When it comes to the best cities for jobs in science, technology, engineering, and math, Houston ranks in the middle of the pack. The greater Houston area ranked at No. 37 among the 100 largest metros across 19 key metrics on the list compiled by personal finance website, WalletHub. Here's how Houston fared on the report's metrics:

  • No. 36 – percent of Workforce in STEM
  • No. 74 – STEM Employment Growth
  • No. 43 – Math Performance
  • No. 16 – Quality of Engineering Universities
  • No. 2 – Annual Median Wage for STEM Workers (Adjusted for Cost of Living)
  • No. 90 – Median Wage Growth for STEM Workers
  • No. 75 – Job Openings for STEM Graduates per Capita
  • No. 88 – Unemployment Rate for Adults with at Least a Bachelor’s Degree

Elsewhere in Texas, Austin ranked at No. 2 overall, and Dallas just outranked Houston coming in at No. 34. San Antonio, El Paso, and McAllen ranked No. 51, No. 65, and No. 88, respectively.

Rice University calls for contestants for its 8th annual startup pitch competition for veterans

Calling all veteran and active duty startup founders and business owners. Photo courtesy of Rice University

Rice University is now accepting applications from Houston veterans for its annual business competition. To apply for the 2022 Veterans Business Battle, honorably discharged veterans or active duty founders can head online to learn more and submit their business plan by Feb. 15.

“We’re looking forward to giving veterans the opportunity not just to share their ideas and get financing, but learn from other past winners the lessons about entrepreneurship they’ve lived through while growing their businesses,” event co-chair Reid Schrodel says in a news release.

Over the past few years, finalists have received more than $4 million of investments through the program. This year's monetary prizes add up to $30,000 — $15,000 prize for first place, $10,000 for second place, and $5,000 for third place.

Finalists will be invited to make their business pitch April 22 and 23 at Rice University. Click here to register for the event.

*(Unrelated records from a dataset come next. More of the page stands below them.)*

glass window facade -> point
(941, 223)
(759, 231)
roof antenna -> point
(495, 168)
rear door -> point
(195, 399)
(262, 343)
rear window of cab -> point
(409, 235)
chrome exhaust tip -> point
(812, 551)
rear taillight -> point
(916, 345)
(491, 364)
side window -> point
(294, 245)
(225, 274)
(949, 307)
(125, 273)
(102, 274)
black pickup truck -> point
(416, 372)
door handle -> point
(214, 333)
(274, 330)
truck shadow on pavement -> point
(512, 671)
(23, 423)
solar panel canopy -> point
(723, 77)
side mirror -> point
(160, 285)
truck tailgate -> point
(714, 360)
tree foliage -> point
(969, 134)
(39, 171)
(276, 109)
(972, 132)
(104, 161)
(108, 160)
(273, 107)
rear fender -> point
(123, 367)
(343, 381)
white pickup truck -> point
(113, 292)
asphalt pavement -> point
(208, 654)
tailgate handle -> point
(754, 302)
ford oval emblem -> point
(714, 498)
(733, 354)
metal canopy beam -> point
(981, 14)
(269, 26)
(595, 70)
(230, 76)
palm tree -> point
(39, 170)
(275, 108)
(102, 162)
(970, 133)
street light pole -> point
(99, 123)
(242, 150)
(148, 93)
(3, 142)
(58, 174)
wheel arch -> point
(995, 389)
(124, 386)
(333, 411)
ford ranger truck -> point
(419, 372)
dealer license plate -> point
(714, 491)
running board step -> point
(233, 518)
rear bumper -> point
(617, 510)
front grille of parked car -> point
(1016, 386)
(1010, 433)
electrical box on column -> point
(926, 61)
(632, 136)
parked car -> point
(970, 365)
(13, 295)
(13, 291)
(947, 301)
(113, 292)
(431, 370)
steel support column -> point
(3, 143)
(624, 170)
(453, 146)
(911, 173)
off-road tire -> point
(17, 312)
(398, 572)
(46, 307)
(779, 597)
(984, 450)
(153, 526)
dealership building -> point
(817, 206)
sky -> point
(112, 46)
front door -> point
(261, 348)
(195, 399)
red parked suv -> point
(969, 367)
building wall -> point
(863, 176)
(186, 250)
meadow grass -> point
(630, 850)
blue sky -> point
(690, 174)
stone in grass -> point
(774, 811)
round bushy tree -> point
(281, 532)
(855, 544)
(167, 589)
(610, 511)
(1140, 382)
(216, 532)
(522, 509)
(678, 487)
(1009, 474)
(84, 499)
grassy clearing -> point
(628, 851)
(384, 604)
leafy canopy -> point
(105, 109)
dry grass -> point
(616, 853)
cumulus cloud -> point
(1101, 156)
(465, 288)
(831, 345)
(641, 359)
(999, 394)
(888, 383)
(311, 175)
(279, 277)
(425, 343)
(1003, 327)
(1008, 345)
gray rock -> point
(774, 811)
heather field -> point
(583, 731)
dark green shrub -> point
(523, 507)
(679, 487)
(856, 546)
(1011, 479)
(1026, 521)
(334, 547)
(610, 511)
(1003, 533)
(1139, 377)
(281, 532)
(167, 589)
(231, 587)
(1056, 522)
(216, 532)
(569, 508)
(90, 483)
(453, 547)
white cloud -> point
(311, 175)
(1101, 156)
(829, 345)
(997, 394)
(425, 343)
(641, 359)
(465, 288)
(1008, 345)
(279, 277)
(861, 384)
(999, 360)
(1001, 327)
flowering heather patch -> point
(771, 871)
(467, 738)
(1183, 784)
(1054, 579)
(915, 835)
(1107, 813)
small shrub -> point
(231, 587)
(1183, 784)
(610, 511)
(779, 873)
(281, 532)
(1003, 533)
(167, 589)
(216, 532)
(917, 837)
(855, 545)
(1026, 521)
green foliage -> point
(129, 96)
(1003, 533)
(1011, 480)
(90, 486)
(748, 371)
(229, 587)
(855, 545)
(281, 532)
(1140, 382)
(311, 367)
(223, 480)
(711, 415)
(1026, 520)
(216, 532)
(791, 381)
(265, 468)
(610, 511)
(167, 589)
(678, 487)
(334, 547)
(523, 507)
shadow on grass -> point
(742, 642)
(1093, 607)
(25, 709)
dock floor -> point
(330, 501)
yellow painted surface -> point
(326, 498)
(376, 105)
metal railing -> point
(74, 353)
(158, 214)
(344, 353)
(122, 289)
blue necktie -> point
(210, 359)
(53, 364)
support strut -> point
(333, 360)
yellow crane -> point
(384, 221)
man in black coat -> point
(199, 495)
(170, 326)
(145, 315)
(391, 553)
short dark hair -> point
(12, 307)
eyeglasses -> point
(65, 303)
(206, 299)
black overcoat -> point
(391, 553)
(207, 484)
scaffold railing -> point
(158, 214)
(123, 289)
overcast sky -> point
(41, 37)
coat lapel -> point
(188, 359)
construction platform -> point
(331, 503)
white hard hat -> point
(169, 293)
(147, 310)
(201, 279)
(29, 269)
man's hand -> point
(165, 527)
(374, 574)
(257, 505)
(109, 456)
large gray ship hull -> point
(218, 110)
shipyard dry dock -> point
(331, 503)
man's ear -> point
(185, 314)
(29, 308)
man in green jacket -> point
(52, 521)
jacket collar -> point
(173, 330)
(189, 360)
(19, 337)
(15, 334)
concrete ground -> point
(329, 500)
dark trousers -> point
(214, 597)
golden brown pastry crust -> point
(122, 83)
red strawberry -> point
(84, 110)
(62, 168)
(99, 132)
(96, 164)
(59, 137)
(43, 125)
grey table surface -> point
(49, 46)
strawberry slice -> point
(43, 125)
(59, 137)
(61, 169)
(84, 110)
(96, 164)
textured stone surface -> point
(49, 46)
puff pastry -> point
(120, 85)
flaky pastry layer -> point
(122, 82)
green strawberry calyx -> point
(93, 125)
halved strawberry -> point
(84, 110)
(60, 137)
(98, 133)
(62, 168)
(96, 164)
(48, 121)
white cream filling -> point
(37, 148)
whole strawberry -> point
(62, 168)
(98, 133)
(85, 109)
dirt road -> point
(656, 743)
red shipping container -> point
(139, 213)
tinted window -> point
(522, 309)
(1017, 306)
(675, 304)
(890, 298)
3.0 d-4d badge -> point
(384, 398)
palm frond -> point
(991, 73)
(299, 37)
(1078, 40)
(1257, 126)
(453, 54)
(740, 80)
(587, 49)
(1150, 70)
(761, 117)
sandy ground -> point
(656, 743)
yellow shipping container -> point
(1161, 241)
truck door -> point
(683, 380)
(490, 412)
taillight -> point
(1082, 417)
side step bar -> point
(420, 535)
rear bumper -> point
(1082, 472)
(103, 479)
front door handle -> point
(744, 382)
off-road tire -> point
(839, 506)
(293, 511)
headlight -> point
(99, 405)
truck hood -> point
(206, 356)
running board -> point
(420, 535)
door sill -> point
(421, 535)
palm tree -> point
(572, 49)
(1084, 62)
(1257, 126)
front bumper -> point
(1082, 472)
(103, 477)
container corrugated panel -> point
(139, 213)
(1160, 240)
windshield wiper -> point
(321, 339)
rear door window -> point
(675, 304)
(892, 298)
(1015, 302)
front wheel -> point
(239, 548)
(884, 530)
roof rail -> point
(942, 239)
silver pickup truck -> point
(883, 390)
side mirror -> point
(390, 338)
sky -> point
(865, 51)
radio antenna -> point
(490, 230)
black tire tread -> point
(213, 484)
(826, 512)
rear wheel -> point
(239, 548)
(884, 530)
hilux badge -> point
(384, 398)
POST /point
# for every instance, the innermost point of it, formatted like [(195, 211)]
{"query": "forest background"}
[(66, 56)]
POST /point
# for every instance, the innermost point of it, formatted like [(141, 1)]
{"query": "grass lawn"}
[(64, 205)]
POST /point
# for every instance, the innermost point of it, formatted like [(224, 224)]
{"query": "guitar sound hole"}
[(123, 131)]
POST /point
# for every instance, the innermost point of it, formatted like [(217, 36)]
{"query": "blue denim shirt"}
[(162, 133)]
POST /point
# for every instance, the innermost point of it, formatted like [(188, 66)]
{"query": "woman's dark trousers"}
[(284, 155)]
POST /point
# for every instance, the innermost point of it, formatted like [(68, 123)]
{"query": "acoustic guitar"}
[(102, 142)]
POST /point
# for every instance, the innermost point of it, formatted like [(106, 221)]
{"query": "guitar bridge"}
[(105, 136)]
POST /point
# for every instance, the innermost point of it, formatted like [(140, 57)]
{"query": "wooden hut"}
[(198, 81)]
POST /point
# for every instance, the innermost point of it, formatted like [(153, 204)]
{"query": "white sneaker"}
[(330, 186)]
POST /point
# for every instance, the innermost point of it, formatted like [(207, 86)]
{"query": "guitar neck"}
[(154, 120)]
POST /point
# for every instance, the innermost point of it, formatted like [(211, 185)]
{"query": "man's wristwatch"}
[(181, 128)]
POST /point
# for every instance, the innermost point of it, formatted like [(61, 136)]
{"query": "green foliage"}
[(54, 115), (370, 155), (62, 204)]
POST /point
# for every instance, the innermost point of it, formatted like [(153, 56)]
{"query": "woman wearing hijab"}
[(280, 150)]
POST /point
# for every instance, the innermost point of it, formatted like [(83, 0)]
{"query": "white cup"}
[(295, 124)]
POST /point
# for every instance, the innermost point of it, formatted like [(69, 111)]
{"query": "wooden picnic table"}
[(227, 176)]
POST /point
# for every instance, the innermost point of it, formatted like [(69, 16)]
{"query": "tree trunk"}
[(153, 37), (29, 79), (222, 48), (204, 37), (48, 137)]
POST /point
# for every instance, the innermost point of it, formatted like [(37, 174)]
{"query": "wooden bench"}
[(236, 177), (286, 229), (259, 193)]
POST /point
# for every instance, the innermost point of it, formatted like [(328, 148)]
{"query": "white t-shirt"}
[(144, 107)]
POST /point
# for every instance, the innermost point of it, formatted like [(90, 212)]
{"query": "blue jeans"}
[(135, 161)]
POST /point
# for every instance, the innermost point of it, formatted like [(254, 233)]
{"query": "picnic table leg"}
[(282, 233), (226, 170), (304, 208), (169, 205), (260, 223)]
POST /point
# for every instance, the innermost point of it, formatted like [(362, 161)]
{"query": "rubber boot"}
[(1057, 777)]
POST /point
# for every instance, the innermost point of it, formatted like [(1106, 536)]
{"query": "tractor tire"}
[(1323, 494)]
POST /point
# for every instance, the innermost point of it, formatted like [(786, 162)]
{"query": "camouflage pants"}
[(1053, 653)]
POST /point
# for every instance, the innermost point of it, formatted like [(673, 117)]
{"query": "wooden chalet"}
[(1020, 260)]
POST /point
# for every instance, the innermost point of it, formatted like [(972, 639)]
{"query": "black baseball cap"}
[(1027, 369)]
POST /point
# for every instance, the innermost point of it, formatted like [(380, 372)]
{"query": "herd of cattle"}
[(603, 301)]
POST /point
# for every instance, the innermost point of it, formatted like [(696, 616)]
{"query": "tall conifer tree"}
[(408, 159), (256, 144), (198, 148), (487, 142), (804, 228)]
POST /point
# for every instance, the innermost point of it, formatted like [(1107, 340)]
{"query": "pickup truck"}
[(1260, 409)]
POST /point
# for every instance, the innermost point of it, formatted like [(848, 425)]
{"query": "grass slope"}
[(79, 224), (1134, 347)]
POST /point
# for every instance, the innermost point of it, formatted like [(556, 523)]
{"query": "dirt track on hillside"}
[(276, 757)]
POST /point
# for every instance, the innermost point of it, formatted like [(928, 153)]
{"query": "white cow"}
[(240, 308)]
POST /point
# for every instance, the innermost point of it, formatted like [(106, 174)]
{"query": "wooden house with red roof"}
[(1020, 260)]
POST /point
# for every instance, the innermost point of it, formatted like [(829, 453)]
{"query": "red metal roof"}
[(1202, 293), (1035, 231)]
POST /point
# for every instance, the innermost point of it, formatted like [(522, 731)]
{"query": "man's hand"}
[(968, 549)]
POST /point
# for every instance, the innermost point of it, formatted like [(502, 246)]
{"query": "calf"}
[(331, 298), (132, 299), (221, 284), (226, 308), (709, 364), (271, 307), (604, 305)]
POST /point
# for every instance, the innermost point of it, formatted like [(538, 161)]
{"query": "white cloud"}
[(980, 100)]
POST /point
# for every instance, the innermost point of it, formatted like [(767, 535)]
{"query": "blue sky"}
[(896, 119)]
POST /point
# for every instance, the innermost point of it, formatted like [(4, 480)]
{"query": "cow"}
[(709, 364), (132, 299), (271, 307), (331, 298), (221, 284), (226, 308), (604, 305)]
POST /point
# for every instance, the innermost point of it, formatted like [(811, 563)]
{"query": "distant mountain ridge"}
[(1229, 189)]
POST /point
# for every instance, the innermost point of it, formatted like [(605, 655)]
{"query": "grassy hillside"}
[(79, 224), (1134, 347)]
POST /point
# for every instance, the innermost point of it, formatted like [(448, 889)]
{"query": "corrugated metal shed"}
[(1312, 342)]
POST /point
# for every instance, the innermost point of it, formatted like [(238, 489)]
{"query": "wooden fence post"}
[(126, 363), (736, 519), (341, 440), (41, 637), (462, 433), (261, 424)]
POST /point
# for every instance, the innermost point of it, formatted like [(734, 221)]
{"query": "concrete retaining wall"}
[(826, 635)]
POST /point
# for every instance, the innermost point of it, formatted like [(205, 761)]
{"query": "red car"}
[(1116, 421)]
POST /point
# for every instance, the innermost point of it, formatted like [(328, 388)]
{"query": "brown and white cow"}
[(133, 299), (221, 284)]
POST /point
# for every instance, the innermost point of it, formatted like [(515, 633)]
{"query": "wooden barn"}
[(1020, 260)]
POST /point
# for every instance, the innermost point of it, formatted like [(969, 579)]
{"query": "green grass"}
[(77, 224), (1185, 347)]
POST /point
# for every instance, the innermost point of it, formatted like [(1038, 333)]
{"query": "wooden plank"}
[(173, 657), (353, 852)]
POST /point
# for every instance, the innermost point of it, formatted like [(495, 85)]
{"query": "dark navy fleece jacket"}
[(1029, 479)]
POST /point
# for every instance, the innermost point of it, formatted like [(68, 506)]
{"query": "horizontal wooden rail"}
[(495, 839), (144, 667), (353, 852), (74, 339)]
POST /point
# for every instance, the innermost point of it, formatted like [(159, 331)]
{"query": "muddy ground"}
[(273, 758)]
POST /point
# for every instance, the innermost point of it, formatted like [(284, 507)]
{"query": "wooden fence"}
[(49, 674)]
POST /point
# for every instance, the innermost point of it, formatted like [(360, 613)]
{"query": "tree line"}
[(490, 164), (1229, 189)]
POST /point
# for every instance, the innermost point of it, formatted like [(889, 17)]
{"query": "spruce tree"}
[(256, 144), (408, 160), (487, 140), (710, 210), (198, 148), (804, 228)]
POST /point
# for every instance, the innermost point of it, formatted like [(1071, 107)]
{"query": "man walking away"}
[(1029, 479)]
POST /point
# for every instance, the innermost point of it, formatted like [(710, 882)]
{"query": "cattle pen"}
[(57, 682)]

City of Houston receives grant to stimulate STEM opportunities

Houston's youth population is getting a leg up on STEM opportunities. Photo via Getty Images

Thanks to a $150,000 grant from the National League of Cities, the city of Houston has been awarded a chance to provide quality education and career opportunities to at-risk young adults and students. The city is one of five cities also selected to receive specialized assistance from NLC’s staff and other national experts.

“This award is a big win for young people. They will benefit from significant career development opportunities made possible by this grant,” says Mayor Sylvester Turner in a news release. “These are children who would otherwise go without, now having experiences and connections they never thought possible. I commend the National League of Cities for their continued commitment to the future leaders of this country.”

According to the release, the grant money will support the Hire Houston Youth program by connecting diverse opportunity youth to the unique STEM and technology-focused workforce development.

"Our youth deserve educational opportunities that connect them to the local workforce and career exploration, so they can make informed choices about their future career path in Houston’s dynamic economy. Houston youth will only further the amazing things they will accomplish, thanks to this grant," says Olivera Jankovska, director of the Mayor's Office of Education.